Facebook hat sich zum wichtigen Kanal für Advertiser entwickelt, nicht nur im Branding, sondern auch beim Abverkauf. Die Diskrepanz zwischen den Conversionzahlen in Facebooks Werbeanzeigenmanager und externen Trackingsystemen macht Online Marketing Manager jedoch stutzig. Unser Data-Analyst Lars geht dem in einer Analyse für t3n nach.

Wer sich heute mit Online Marketing befasst, kommt am Facebook-Universum nicht vorbei. Die große Reichweite und präzise Targetingoptionen machen Facebook inklusive Instagram, dem Facebook Messenger sowie dem Audience Network zur attraktiven Werbeplattform.

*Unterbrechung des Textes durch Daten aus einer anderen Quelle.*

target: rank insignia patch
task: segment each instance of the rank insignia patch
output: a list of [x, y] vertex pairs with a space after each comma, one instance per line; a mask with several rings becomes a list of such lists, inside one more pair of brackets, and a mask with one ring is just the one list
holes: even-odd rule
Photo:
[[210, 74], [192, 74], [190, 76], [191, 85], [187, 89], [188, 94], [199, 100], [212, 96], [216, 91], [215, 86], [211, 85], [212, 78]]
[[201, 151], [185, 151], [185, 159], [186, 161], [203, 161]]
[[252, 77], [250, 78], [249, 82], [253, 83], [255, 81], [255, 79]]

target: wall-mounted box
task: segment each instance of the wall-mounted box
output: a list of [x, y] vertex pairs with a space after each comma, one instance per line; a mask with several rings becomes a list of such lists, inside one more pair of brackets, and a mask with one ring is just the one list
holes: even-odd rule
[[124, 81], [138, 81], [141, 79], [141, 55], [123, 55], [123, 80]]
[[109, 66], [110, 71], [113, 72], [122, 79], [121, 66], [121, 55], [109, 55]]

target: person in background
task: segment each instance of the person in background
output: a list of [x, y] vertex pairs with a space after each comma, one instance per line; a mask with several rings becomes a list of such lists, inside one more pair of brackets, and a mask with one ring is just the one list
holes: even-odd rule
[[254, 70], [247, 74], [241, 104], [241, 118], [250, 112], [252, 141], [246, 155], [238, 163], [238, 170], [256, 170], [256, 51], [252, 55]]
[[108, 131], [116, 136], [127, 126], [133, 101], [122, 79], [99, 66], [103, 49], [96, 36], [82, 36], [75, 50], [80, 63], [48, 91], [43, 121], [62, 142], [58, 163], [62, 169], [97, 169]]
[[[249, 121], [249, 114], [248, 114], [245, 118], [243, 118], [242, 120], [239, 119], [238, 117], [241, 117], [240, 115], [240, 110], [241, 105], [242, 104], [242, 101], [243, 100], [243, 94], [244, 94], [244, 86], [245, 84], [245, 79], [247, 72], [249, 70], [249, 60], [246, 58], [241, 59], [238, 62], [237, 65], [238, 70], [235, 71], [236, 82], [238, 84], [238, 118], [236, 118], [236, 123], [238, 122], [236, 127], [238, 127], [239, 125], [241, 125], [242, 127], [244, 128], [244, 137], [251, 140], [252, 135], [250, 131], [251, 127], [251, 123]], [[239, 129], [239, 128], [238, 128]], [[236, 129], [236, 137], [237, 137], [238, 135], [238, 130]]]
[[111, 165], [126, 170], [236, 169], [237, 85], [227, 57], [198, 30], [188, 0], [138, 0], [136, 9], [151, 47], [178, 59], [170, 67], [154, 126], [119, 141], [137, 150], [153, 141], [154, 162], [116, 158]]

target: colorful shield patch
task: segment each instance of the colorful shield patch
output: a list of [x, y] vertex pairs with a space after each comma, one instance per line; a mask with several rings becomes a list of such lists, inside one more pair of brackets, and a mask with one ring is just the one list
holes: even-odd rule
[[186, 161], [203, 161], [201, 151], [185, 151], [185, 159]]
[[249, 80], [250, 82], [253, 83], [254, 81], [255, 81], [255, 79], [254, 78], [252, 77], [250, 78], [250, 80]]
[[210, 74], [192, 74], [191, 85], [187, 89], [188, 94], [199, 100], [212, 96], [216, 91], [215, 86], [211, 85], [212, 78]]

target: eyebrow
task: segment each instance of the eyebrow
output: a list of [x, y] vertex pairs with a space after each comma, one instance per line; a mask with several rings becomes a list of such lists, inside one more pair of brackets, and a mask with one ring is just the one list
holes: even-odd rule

Die granularen Zielgruppenoptionen bergen große Chancen, nicht nur Brandingziele zu verfolgen, sondern auch conversionorientiert für Produkte zu werben. In eigenen Case Studies berichtet Facebook immer wieder über erfolgreiche Abverkaufs-Kampagnen, zum Beispiel bei asphaltgold oder der Brooklyn Soap Company.

Tatsächlich sind auch die Conversion-Beteiligungen bei vielen unserer Kunden beeindruckend – zumindest, wenn man die Facebook-Statistiken zu Rate zieht. Diese weichen jedoch mitunter deutlich vom Ergebnis externer Trackingsysteme wie Google Analytics ab. Woher kommt diese Diskrepanz? Kann man den teils starken Statistiken, die Facebook ausgibt, Glauben schenken?  Wir nehmen die Rolle von Facebook in einer Beispielanalyse unter die Lupe um zu bewerten, wie stark das Social Network als Performance-Kanal tatsächlich ist.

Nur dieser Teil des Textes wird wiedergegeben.